Still, he keeps an even closer watch now, ever since Shiro disappeared. Losing their leader, their guide in the dark, terrifying void that is space, has been a blow to all of them. Allura tries, but while no one will deny she is a competent leader, what Shiro held in compassion and pacifism, she compensates for with an armor of pride and steely vengeance. Allura is a terrifying, incredible general, but she has not learnt yet to be a medic, a comforter.
…And the absence of that presence leads to situations like this.
It does seem oddly in-character, Lance thinks, that if any of them ever gave in to anger and literally punched a wall, it would be Keith.
Except Altean home… er, castle design is fucking weird, so while someone punching a wall would normally leave Lance dealing with bloody knuckles and a bruised hand, Keith had punched what was more like an Earth-building window… sort of. And now there is a jagged hole in the middle of said wall as himself and Keith sit on the other side of the room from it and Lance picks tiny shards of the glass-like material out of Keith’s skin with a pair of tweezers. Keith is sullen, sulking, and Lance would really rather avoid this conversation, but as it stands punching a wall-window is a new level of extreme for Keith, and Lance is very aware of the dangers of that spiraling path.
“I know…” He says carefully, feeling out his words as Keith’s head snaps up and dark eyes bore into him. “I know what you’re going through must be…. a lot, but this isn’t—“
“No, you don’t.” Keith snaps.
“…Excuse me?”
“You don’t know anything.” Keith mutters, voice tight with irritation. “You have no idea what I’m going through. Shiro was practically family for me, Lance, and now he could be dead for all we know. You’ve never lost anyone, never suffered being alone like this even once in your prissy little life with your perfect family and your happy-ass childhood you always brag about, so don’t you presume to tell me you know anything about what I’m feeling right now.”

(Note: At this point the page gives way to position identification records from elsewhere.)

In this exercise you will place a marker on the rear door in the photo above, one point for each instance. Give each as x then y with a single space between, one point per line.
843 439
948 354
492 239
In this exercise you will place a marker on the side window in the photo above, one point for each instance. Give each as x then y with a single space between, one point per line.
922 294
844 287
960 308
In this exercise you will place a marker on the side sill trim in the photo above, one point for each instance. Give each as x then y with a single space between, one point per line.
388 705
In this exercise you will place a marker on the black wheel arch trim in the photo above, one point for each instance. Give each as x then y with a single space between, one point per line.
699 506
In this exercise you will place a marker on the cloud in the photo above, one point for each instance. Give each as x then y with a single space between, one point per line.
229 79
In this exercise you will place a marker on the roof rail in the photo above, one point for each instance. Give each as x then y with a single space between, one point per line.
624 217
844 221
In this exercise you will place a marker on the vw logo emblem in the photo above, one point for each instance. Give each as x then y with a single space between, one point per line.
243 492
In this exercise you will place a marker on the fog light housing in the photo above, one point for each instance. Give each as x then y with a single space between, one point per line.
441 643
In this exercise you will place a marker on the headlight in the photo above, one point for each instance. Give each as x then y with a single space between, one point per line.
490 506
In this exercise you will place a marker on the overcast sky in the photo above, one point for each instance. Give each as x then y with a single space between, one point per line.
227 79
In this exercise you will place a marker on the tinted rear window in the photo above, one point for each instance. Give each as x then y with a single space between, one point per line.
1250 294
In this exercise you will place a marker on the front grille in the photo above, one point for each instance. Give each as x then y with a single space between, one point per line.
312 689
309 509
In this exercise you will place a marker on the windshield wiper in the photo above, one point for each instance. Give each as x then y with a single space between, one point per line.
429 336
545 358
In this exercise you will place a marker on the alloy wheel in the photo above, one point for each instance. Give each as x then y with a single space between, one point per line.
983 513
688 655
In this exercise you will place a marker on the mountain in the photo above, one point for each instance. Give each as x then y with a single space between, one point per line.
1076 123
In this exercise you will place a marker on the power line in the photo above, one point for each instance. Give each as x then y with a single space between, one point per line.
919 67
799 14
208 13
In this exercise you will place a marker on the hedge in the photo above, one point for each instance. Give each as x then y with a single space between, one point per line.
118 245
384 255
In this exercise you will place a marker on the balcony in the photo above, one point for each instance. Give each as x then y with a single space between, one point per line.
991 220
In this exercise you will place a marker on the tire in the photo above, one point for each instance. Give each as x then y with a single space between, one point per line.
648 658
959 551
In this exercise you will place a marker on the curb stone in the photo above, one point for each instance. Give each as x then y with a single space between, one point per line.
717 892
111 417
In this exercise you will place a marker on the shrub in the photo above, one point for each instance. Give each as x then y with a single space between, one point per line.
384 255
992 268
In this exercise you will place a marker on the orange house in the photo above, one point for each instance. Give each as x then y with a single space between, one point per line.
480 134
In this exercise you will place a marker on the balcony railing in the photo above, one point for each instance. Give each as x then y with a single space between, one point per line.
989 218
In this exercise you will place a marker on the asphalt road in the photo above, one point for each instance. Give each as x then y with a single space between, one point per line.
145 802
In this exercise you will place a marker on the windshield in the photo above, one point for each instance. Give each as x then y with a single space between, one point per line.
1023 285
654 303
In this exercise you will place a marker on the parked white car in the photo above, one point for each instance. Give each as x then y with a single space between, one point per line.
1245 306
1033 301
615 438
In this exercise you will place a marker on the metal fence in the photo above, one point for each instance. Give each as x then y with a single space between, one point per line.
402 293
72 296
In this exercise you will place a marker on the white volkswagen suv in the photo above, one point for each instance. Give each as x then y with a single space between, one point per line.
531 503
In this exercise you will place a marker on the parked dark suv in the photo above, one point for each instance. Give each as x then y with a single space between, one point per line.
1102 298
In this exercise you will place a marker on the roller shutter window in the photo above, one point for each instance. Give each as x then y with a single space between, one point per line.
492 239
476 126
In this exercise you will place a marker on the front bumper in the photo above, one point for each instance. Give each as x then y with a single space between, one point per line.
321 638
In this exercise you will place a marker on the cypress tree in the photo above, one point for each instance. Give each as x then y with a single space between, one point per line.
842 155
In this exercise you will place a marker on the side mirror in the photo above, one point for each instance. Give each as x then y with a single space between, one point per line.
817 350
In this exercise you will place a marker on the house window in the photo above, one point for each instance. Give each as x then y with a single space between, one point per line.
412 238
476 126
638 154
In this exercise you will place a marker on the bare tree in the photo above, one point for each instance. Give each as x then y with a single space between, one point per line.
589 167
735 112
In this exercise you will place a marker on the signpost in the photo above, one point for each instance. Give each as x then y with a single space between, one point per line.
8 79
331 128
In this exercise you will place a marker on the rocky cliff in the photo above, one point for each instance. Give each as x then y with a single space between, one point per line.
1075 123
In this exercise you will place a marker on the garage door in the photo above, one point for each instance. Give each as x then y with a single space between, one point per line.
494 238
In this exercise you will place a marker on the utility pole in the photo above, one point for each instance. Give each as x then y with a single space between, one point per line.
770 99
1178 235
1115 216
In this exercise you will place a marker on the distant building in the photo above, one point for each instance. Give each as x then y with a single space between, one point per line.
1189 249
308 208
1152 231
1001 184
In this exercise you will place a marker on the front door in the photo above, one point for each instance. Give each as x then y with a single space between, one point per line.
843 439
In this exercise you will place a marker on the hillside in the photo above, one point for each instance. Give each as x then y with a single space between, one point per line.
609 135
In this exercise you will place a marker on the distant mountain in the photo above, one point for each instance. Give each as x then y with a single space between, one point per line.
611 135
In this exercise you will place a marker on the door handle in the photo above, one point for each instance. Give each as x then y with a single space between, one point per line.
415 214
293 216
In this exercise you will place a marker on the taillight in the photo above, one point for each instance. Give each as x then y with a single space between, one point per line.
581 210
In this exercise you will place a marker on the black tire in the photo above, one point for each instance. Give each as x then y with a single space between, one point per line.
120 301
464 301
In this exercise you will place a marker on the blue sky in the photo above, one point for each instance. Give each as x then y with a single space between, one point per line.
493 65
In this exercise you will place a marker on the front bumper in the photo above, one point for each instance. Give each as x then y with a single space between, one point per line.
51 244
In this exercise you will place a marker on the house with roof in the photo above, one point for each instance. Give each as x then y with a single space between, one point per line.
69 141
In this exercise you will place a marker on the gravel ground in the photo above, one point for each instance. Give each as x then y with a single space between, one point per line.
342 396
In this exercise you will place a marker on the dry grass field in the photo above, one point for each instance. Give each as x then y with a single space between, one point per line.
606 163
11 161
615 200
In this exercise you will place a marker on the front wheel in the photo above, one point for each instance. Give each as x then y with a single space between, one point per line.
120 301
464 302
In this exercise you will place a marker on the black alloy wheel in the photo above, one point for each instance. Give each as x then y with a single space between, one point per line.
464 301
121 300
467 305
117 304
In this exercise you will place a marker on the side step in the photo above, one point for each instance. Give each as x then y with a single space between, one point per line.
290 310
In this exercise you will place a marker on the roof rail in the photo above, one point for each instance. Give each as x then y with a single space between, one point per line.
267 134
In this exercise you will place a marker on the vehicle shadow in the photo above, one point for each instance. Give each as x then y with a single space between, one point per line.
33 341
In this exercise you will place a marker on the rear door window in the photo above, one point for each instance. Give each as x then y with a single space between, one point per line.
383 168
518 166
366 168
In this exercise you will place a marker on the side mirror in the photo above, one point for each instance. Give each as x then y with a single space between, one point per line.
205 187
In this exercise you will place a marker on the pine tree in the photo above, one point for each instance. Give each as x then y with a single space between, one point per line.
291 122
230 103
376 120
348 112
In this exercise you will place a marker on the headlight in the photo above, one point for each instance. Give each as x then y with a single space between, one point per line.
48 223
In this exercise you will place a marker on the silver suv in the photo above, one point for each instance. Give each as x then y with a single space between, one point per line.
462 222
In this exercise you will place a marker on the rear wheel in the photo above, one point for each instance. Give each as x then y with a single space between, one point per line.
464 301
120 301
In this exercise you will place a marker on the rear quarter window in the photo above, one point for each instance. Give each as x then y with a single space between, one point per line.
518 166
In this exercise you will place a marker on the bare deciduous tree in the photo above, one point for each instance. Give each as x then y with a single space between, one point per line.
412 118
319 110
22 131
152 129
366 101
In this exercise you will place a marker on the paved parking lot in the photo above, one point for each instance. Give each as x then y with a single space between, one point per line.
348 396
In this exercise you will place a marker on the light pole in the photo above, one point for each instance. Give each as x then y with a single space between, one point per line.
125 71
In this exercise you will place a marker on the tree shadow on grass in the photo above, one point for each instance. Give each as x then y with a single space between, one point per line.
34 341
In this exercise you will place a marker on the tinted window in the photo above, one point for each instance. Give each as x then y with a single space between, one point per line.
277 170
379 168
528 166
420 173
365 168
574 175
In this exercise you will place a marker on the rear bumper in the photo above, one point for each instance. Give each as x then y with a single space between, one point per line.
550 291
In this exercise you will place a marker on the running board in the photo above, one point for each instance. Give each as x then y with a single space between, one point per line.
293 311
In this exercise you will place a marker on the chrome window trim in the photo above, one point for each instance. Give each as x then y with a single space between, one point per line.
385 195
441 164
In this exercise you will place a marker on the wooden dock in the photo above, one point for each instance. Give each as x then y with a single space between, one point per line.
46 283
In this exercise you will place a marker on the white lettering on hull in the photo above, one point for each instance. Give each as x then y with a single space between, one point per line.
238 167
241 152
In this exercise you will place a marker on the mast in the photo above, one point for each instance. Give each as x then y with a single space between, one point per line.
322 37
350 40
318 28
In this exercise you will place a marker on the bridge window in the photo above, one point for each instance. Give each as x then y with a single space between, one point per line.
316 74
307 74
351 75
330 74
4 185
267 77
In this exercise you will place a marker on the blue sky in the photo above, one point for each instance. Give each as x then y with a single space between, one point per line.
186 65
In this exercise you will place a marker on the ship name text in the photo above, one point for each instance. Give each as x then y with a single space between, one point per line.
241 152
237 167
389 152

“I…” Frustration surges through Lance, and he fights the urge to just get up and leave, abandon Keith to figure out how to bandage his own mess, cover up the evidence without assistance, like Lance did himself the first time he took a blade to his skin in a locked bathroom when he was barely eleven, grief and terror and loneliness and all the things Keith says Lance has never known boiling over. But… Lance knows Keith doesn’t mean to hurt him like this, anger and fear and exhaustion pushing him to be more irritable than usual, and he can’t in good faith leave Keith to do this alone, not when he knows that, even that first time he fell, his oldest sister eventually broke down the bathroom door and held him as he screamed and tried to claw at his own skin.
Lance always had help when he needed it, in the end. That much, he supposes, Keith has correct in his assessment.
Besides… Keith is right, in a way. This isn’t about Lance. His existence is miniscule up here, especially compared to Pidge, with a family to save, to Shiro, with the weight of worlds resting on him, and to Keith, with a legacy of alien blood under his skin. Lance means nothing, in the long run, not to the universe or to these people. He’s known that from the beginning, come to terms with it months ago, when they first fell into space at the blue lion’s call.
His history, his scars, his pain doesn’t matter up here.
Lance McClain isn’t a master pilot or a prodigy leader or a whip-smart genius, but if nothing else, he knows this. He knows how to pick glass from skin and how to prop up a heart made up of jagged edges.
And if he can offer nothing else, then… so be it.
So when Keith Kogane, the kind of pilot you see once in a lifetime and a hotheaded maniac and one of the most beautiful people Lance has ever seen, looks at him with fire in his eyes, and vibrating tension in every inch of his frame, Lance shrugs, bites his lip, and focuses on bandaging up broken skin.
He’s not here for arguments, to be reminded that for every grief he has felt someone else has experienced it tenfold.
He will do what he can. And that, hopefully, will be enough.